Everything is political. The election year makes the proverbial elephant in the room more prominent than usual.
But as our WWE style-election campaigns play out, interest and optimism turn to indifference and cynicism. Trump and Hilary still fill our social media feeds and drunk conversations.
After the horrifying attack in Orlando at the Pulse Nightclub this morning, the political will fill the discourse for the coming weeks: gun control, ISIS, and hate crimes. Many will disavow any allegiance or interest in politics.
Kim Stanley Robison Red Mars tell us why this stance is wrong.
Red Mars imagines the colonization of Mars in the realest way, considering all the technological, scientific, environmental, and political components of the task. A professor of mine once called Red Mars the greatest literary feat since DFW’s Infinite Jest. And it really is impressive in craft, scope, and research. This is a sci-fi novel, but it elevates itself to an important political conversation. Red Mars uses the genre to experiment, to ask what if humanity had a chance to start again. How would it work?
Much of the novel revolves around specially selected scientists sent to figure out the problem of colonizing Mars. Lots of society changing decisions, political debates, and underground revolutions follow. These problems include everything from terraforming ethics to the architecture of work spaces:
They are rectangular,” Arkady said. This got a laugh, but he perservered: “Rectangular, the conventional shape! With work space separated from living quarters, as if work were not part of life. And the living quarters are taken up mostly by private rooms, with hierarchies expressed, in that leaders are assigned larger spaces.”
“Isn’t that just to facilitate their work?” Sax said.
“No. It isn’t really necessary. It’s a matter of prestige. A very conventional example of American business thinking, if I may say so.”
There was a groan, and Phyllis said, “Do we have to get political, Arkady?”
At the very mention of the word, the cloud of listeners ruptured; Mary Dunkel and a couple of others pushed out and headed for the other end of the room.
We’ve all seen this scene before. Two particularly spirited people on the opposite ends of the ideological spectrum fight. We cringe.
Everything is political,” Arkady said at their backs. “Nothing more so than this voyage of ours. We are beginning a new society, how could it help but be political?
A few paragraphs later:
Rya Jiminez said, “I’m not interested in politics,” and Mary Dunkel agreed from the other end of the room: “That’s one of the things I’m here to get away from!” Several Russians replied at once. “That itself is a political position!” and the like. Alex exclaimed, “You Americans would like to end politics and history, so you can stay in a world you dominate!”
This is one of the my favorite pieces of dialogue in the book. It seems so obvious when said out loud, but the political cannot be separated from our interactions. Wherever there are breathing, thinking human beings there are politics.
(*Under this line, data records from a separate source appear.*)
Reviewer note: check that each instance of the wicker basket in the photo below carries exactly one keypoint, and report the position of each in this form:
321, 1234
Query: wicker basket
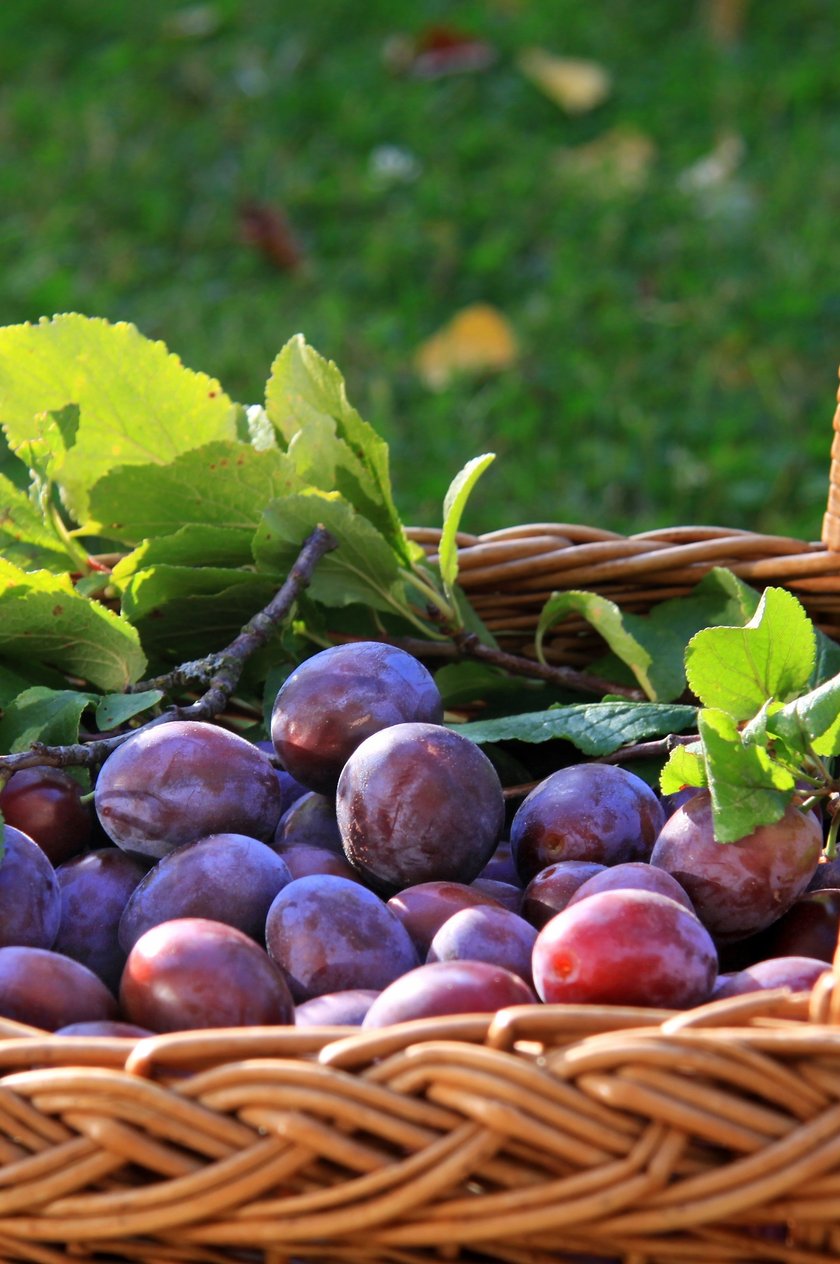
540, 1135
509, 574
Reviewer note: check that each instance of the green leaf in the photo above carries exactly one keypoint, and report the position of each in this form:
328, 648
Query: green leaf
137, 402
828, 660
115, 709
594, 728
652, 652
454, 502
811, 721
43, 618
25, 539
738, 670
306, 396
185, 612
52, 435
221, 484
39, 714
748, 788
686, 766
364, 568
737, 595
469, 681
193, 545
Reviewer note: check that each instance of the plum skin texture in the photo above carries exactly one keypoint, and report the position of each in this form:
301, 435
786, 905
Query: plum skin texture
625, 947
29, 893
180, 781
195, 972
342, 695
441, 987
330, 934
224, 877
48, 990
586, 812
418, 803
738, 889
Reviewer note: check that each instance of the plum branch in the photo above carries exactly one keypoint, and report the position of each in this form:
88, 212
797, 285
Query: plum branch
217, 675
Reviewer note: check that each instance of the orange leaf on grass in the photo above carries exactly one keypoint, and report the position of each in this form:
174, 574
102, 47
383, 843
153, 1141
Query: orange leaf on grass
478, 339
574, 84
618, 159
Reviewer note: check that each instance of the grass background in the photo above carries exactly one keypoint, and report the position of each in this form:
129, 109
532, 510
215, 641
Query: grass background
678, 348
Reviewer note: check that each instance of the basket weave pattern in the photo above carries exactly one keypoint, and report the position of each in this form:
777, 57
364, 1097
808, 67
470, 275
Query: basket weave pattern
543, 1134
509, 574
653, 1136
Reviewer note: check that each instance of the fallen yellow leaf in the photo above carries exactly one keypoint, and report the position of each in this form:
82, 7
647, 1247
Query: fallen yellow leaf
726, 20
619, 158
478, 339
574, 84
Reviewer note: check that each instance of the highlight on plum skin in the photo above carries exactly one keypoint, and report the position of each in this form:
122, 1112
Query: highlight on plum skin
48, 990
425, 906
585, 812
95, 889
340, 697
29, 893
180, 781
486, 933
638, 875
47, 805
196, 973
327, 934
441, 987
625, 947
418, 803
742, 887
226, 877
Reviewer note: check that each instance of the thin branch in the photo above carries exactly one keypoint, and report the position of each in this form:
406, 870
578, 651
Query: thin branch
466, 645
470, 647
653, 750
219, 673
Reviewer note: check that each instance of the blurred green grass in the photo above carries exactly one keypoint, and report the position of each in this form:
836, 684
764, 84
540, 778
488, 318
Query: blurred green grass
678, 348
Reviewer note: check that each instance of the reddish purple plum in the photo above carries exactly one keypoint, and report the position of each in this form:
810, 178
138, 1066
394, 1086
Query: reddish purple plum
176, 783
418, 803
193, 973
625, 947
329, 934
442, 987
224, 877
47, 805
738, 889
342, 695
48, 990
585, 812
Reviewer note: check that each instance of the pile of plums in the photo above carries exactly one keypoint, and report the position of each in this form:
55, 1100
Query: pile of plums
364, 869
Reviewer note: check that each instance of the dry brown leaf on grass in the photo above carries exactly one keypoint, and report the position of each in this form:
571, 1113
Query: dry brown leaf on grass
478, 339
618, 159
574, 84
268, 230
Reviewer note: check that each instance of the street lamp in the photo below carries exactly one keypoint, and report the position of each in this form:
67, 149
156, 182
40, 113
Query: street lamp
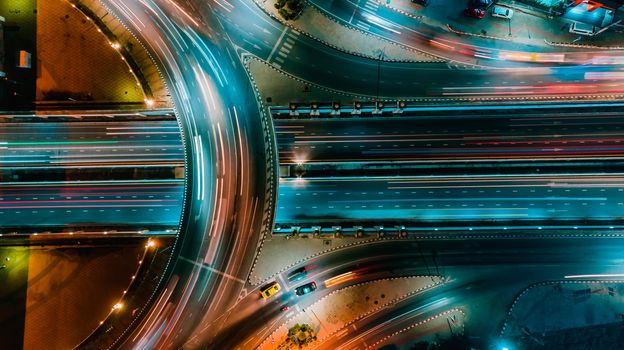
381, 54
The position of indifference not seen as political highlights the way which ideological status quo becomes the default way of thinking.
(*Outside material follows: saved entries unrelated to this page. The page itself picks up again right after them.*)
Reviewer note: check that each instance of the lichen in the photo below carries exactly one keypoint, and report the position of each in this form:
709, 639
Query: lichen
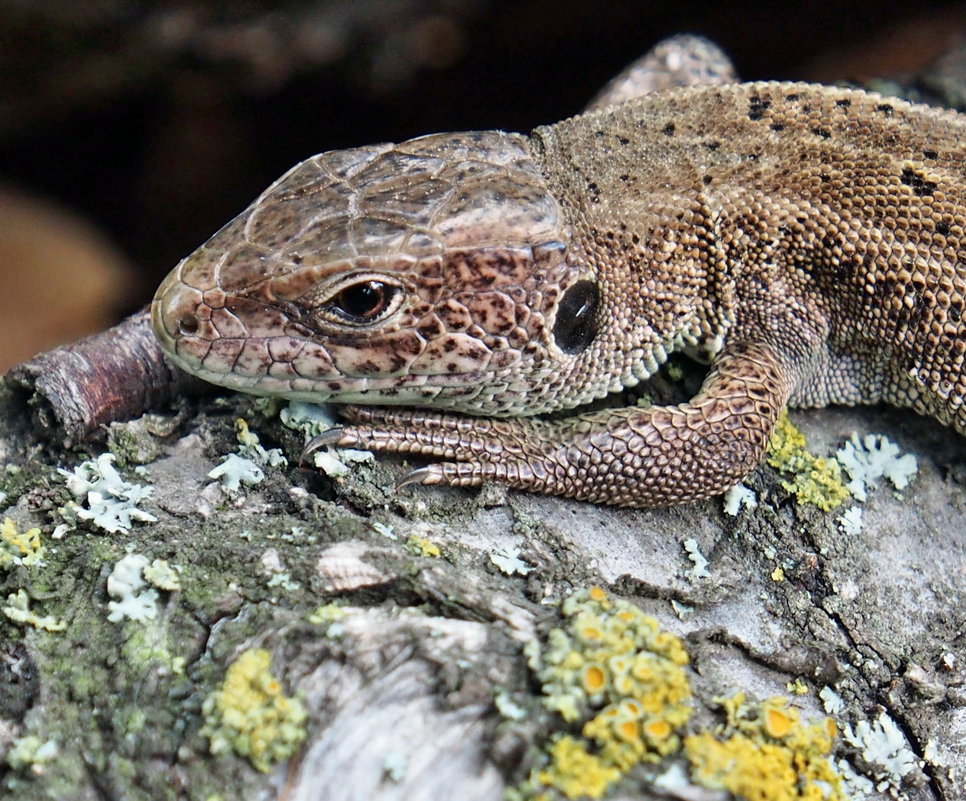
613, 669
872, 457
245, 466
102, 497
812, 479
422, 546
133, 598
251, 716
162, 575
763, 752
18, 610
20, 549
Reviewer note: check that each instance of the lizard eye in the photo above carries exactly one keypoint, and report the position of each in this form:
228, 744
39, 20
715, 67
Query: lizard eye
576, 324
364, 302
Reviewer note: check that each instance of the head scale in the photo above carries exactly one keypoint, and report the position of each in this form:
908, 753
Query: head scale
434, 271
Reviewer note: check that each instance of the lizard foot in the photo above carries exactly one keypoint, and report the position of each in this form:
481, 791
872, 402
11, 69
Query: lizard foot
626, 456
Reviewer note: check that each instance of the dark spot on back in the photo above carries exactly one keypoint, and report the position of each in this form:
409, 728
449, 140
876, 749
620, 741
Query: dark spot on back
576, 324
921, 186
757, 107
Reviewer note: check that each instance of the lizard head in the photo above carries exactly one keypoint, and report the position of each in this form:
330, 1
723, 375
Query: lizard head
431, 272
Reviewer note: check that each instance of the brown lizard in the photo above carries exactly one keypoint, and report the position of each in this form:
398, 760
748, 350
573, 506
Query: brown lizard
809, 240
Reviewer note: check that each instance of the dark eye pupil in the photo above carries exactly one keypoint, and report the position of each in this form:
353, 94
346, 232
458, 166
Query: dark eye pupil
363, 301
576, 324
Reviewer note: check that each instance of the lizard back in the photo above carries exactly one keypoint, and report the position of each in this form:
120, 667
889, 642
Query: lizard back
846, 203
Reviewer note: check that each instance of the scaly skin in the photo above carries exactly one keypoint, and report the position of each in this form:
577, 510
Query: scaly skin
808, 239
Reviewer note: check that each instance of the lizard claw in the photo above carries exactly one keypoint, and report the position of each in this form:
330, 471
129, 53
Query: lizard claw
421, 475
333, 437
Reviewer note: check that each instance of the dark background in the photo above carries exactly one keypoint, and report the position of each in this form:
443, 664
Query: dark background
158, 122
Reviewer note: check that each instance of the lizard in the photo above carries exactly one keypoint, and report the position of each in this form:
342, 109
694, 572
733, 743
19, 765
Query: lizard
454, 289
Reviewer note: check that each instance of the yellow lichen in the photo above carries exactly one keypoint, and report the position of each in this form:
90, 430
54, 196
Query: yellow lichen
18, 610
422, 546
764, 753
811, 478
576, 773
19, 549
612, 668
251, 716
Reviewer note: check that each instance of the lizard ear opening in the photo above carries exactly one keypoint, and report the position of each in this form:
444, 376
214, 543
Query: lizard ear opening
576, 323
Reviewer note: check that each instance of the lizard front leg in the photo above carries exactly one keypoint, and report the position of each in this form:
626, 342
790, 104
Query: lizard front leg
628, 456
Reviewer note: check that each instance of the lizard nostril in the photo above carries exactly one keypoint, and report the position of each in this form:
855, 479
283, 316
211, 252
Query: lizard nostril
188, 325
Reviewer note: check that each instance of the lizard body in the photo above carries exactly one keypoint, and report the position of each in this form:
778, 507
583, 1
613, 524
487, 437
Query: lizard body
808, 239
The default perpetuates itself in nuanced ways: “it’s not about race” or “it’s about ethics in games journalism” or “it’s about objectivity.” The default way of thinking goes unchallenged for so long that it becomes invisible.
When we refuse to acknowledge the political nature of human interaction we succumb to laziness. Arkady gets to the root of it while defending his stance to rethink society on Mars.
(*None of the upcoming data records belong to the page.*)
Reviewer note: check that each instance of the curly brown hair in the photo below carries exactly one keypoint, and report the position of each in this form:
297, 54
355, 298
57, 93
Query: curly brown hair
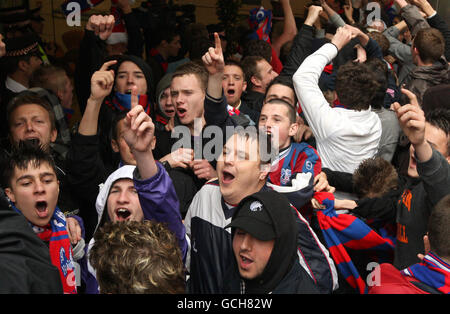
374, 177
356, 85
438, 231
137, 257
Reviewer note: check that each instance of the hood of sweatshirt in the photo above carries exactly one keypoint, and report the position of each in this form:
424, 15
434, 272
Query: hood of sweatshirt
125, 172
284, 252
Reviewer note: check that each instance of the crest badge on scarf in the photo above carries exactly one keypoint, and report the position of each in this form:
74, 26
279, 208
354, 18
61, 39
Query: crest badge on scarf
260, 21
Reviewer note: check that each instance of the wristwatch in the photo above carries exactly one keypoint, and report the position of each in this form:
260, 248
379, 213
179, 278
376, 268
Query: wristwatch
166, 165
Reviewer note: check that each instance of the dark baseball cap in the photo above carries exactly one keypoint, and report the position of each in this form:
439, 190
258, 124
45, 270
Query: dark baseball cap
255, 215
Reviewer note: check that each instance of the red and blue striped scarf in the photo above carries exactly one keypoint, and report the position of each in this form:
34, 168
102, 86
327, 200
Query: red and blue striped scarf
343, 231
55, 233
122, 102
432, 271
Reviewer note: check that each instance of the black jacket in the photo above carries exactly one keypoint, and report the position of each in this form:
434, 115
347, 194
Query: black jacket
296, 281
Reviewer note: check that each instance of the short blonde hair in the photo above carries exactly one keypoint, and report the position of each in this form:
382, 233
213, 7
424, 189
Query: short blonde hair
137, 257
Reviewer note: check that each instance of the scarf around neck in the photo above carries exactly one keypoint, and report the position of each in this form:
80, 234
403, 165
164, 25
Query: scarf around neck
432, 271
56, 235
342, 231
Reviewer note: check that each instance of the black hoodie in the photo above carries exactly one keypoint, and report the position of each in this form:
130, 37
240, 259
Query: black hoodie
25, 265
283, 273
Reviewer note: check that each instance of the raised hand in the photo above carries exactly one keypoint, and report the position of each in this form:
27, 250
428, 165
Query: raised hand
361, 54
138, 129
102, 81
73, 230
411, 118
213, 59
182, 158
101, 25
203, 169
2, 46
313, 14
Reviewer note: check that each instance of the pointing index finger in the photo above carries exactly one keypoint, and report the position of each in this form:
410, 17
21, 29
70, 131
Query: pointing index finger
107, 64
134, 97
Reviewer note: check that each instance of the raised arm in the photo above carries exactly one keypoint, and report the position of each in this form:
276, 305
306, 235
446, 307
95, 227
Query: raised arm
102, 82
289, 29
320, 116
432, 167
436, 21
156, 192
92, 54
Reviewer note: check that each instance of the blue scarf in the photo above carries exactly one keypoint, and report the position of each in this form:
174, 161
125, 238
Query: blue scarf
55, 233
432, 271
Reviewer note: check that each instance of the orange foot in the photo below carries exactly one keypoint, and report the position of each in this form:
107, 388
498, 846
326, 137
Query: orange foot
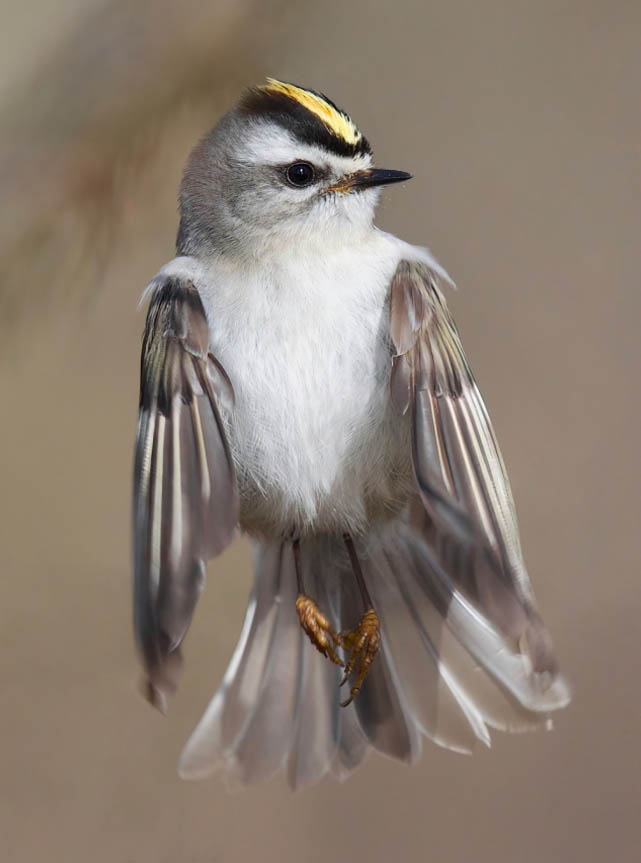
318, 628
364, 643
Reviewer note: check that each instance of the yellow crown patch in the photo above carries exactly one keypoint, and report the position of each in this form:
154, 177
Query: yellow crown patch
337, 122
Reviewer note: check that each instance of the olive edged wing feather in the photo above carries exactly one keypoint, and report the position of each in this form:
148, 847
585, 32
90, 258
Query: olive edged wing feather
185, 505
467, 513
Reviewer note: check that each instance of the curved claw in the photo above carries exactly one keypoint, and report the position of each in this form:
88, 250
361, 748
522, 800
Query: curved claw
364, 643
318, 628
That’s true,” Arkady said. “But in fact Antarctic stations are very political. Most of them were built so that countries that built them would have a say in the revision of the Antarctic treaty. And now the stations are governed by laws set by that treaty, which was made by a very political process! So you see, you cannot just stick your head in sand crying ‘I am a scientist, I am a scientist!’ ” He put a hand to his forehead, in the universal mocking gesture of the prima donna. “No. When you say that, you are only saying, ‘I do not wish to think about complex systems!’ Which is not really worthy of true scientists, is it?
And isn’t this the truth regarding those who refuse to be political: “No. When you say that, you are only saying, ‘I do not wish to think about complex systems!”
100 pages into Red Mars and you realize Robinson isn’t talking about Mars. He’s doing what every great sci-fi writer before him has done: use the future to discuss the present. Swap “scientists” with “humans” and we’re suddenly back on earth.
To be twenty-first century scientists on Mars, in fact, but at the same time living within nineteenth century social systems, based on seventeenth century ideologies. It’s absurd, it’s crazy, it’s—it’s—” he seized his head in his hands, tugged at his hair, roared “It’s unscientific! And so I say that among all the many things we transform on Mars, ourselves and our social reality should be among them. We must terraform not only Mars, but ourselves.”